For a few months, Kirsty defended Kurtis, arguing that what you did didn’t dictate who you were. She said if any of them had met Kurtis in a bar they wouldn’t feel so uneasy around him. Only when she did introduce him in bars, he still freaked people out. When she asked them why, they’d say “Maybe it’s those pale eyes, but damn Kirsty, your man’s just creepy.”
Six months later, lying together one night and near sleep, Kirsty finally understood what they meant. Out of the blue, he’d started to dreamily tell her how the Hub’s simple, straightforward policy was due to be applied to death too. And not just livedrive deaths either – every death. He’d mumbled it out like some cute little tale he’d heard at work and when she’d looked over, she’d known it was over because he was smiling to himself.
He’s got the same look now, a half smile on his face as he nudges the zipped up body bag at his feet. The bags are in one stall of many, just three cinderblock walls five feet high painted in high gloss white paint. She’s seen how a stall can hold forty dead pigs so these bags take up no space at all. “These are yours,” he says. “You need me to open them for you?” Th
at smile again.
He’d always been like this. Daring her, pushing her, challenging her to go that little bit further. “You think I’ll faint or throw up if I don’t have a man here to hold my hand?”
He shrugs. “Fine, I’ll leave you to it.”
She stares straight back at him. “Fine.”
He breaks the stare first. “Fine,” he mutters, then shakes his head and shambles off to smoke and get high.
She drags the first bag clear of the pile and it’s light for an adult human, just the leftovers after the Negative Patient Output operatives of the San Fernando morgue and their singing buzzsaws have retrieved hands and feet, lungs and liver and all the useful stuff.
She props Slate to record her work and opens out her rucksack for gloves and a mask and plastic sample pots. Then she unzips the bag and the mass of body parts is no more and no less shocking than anything else she sees at work. Apart from having a face though, which she doesn’t like, even when the precious eyes have been removed and the sunken lids taped shut with micropore tape. She gently turns the head away and after that, the bag contains just one more inert wetware system.
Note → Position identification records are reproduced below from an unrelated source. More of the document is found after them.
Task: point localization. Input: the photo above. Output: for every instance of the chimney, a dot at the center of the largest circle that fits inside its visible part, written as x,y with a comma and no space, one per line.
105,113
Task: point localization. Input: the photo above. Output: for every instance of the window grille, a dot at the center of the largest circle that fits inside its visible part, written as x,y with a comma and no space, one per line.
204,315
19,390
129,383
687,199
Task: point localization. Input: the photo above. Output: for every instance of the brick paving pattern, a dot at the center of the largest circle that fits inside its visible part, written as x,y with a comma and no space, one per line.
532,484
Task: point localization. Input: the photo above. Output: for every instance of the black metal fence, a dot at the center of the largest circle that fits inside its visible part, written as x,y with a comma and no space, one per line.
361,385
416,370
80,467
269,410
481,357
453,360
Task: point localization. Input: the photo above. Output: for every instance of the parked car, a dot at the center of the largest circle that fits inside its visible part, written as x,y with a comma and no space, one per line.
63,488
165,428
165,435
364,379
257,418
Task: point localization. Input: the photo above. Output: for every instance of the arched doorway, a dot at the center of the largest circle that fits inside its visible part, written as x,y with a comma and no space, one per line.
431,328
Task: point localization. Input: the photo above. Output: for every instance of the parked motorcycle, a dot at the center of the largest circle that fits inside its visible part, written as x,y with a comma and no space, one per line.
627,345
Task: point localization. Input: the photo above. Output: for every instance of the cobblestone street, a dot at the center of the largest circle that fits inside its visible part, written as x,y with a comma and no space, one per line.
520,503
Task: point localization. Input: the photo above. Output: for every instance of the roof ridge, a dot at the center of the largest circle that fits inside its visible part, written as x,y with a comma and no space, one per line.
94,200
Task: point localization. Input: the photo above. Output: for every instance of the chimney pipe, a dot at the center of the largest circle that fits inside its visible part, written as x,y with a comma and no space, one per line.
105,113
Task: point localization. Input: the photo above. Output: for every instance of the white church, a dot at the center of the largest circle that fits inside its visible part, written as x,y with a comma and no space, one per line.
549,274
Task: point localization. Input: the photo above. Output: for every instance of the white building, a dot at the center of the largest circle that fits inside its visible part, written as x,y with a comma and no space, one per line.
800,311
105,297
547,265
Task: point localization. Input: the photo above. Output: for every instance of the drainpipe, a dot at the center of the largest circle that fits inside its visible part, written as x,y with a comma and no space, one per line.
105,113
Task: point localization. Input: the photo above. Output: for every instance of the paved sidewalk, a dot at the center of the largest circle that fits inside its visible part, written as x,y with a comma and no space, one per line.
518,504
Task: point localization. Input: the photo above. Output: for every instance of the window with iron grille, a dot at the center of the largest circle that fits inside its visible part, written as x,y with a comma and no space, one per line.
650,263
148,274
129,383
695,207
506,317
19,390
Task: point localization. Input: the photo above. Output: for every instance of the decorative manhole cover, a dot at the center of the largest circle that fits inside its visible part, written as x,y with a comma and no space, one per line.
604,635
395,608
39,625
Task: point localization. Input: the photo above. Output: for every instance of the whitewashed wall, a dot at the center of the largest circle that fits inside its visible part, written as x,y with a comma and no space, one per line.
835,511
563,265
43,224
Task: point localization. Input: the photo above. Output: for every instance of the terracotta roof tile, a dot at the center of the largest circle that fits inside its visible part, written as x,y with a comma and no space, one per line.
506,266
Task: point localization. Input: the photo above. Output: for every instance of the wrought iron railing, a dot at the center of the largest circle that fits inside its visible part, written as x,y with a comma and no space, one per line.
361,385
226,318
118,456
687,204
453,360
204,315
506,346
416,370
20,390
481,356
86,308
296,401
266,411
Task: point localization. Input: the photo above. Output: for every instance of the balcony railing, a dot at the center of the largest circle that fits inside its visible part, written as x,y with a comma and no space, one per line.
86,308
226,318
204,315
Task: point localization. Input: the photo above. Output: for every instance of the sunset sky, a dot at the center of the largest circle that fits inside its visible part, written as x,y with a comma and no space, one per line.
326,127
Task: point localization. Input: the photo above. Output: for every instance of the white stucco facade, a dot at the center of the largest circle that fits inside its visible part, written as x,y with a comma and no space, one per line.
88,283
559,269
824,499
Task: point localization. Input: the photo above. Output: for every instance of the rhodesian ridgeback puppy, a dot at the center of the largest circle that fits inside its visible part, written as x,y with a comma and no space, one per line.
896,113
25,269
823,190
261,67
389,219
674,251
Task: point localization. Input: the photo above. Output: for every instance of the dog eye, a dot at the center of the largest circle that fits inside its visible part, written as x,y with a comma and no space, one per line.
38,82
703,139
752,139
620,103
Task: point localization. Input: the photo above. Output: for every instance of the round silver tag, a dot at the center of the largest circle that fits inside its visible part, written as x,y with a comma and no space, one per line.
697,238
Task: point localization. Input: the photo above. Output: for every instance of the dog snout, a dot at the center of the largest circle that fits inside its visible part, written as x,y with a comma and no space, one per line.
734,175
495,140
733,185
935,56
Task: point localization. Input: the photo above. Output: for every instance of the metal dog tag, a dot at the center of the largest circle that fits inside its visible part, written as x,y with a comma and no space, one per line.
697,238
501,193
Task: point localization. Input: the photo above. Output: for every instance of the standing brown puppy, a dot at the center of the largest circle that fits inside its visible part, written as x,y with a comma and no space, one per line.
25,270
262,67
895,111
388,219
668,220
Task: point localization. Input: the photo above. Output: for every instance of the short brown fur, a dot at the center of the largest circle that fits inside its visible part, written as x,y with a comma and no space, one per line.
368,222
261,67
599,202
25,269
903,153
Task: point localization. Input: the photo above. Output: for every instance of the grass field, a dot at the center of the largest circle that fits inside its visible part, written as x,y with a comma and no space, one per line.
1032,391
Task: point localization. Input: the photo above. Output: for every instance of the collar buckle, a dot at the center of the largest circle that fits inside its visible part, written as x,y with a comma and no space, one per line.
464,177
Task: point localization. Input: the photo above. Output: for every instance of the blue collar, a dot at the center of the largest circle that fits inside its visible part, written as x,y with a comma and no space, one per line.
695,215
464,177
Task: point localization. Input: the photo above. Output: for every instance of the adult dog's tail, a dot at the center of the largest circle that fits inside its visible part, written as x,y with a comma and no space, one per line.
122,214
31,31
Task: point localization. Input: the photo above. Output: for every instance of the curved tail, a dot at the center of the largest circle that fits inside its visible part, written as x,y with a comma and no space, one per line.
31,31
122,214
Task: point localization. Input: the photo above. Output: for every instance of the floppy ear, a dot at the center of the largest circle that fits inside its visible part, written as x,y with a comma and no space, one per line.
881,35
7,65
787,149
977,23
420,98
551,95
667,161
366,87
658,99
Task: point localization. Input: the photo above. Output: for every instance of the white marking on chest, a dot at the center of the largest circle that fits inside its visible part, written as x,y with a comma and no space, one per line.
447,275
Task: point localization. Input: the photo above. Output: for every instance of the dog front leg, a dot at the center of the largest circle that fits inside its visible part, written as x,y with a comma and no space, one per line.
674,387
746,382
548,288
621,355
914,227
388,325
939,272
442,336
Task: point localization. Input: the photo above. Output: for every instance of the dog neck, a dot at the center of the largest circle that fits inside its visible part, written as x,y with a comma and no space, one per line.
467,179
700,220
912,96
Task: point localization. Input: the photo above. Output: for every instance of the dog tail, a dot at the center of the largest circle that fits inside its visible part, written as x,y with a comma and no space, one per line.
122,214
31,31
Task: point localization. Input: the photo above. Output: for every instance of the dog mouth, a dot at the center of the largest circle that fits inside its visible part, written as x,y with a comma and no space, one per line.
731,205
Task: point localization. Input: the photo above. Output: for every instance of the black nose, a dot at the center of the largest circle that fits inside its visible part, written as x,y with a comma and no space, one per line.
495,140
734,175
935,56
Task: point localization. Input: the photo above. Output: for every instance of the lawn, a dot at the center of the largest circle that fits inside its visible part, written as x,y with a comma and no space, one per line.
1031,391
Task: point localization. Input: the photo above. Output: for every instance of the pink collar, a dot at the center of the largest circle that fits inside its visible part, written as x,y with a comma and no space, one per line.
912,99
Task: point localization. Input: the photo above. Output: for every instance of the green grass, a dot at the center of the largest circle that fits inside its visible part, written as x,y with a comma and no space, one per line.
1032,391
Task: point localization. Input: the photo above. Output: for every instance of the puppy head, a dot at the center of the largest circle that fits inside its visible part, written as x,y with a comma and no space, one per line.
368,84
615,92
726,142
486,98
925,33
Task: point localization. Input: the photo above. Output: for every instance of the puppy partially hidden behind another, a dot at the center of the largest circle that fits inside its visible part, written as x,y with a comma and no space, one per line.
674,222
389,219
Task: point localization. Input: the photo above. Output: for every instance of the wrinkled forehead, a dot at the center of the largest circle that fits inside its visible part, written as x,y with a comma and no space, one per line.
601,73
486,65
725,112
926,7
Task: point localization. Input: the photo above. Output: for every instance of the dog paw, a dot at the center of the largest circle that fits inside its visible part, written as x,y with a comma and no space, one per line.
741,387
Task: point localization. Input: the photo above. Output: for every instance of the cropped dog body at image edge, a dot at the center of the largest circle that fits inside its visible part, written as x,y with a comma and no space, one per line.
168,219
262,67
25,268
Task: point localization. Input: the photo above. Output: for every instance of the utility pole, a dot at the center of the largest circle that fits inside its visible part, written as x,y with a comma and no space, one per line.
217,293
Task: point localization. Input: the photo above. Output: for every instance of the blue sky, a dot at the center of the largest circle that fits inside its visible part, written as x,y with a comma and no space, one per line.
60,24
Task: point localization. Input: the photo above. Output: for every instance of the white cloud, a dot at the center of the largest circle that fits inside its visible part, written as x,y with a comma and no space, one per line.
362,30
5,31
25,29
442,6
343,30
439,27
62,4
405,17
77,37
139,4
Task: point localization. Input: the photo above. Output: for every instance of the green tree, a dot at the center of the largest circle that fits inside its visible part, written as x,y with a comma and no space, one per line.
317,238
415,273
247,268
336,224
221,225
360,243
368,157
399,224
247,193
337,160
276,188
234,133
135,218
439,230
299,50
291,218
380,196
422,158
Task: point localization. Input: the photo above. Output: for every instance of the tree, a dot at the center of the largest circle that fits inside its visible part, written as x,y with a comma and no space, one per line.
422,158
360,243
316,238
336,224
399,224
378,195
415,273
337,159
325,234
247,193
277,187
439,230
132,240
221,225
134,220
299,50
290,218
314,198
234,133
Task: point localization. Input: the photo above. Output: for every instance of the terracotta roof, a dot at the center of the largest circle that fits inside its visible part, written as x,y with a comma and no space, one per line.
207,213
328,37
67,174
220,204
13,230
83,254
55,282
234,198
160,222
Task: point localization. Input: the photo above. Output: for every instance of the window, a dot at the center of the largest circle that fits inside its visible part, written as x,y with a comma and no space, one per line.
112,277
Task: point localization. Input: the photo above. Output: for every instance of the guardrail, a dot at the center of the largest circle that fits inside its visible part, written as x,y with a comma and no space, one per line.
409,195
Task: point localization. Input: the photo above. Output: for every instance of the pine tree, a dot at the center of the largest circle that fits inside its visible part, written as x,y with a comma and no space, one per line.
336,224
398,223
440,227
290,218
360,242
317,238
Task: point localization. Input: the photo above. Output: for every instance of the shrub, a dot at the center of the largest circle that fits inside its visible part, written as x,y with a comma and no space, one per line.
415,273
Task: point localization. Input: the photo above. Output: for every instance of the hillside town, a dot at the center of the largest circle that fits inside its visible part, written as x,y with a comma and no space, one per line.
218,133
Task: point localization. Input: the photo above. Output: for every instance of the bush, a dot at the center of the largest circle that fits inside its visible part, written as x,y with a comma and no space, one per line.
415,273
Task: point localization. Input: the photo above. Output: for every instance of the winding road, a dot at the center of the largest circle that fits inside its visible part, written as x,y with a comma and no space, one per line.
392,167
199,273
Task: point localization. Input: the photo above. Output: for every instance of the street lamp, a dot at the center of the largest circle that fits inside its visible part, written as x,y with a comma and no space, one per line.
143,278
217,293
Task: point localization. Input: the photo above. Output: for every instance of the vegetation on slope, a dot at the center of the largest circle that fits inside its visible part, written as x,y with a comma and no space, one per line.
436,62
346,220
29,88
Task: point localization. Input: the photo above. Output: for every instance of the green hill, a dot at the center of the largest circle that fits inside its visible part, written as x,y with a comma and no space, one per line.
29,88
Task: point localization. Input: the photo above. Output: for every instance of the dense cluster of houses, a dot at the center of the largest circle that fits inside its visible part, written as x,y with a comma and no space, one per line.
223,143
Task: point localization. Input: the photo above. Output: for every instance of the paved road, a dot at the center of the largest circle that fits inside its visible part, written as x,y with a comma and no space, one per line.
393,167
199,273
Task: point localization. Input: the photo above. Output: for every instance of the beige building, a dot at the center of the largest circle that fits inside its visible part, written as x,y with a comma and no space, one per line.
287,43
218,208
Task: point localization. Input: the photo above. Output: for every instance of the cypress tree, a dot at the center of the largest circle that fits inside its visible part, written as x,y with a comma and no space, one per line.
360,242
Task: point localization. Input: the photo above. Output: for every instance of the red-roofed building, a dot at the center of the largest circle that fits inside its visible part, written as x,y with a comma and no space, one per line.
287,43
She looks it over once, ignoring the clean incisions of surgery and limb recovery. She identifies bruising and tearing and there’s plenty of that. She records each injury on Slate. She blunt-probes every break in the skin for foreign objects. She swabs every one for DNA.
The first bag’s a male, glass shards in abdominal wounds that she removes and tags and bags for forensics. She pulls the next bag and repeats the procedure. It’s a girl, flattened metal chunks in deep back lacerations that look to Kirsty like they might be bullet fragments. The last bag’s the most messed up, one arm torn from the socket and dropped in the bag like an after-thought. There’s a puncture wound under the ribs, a big ragged one. She blunt-probes and finds a torn human finger nail deep inside the wound. She pulls it free with tweezers and bags that too.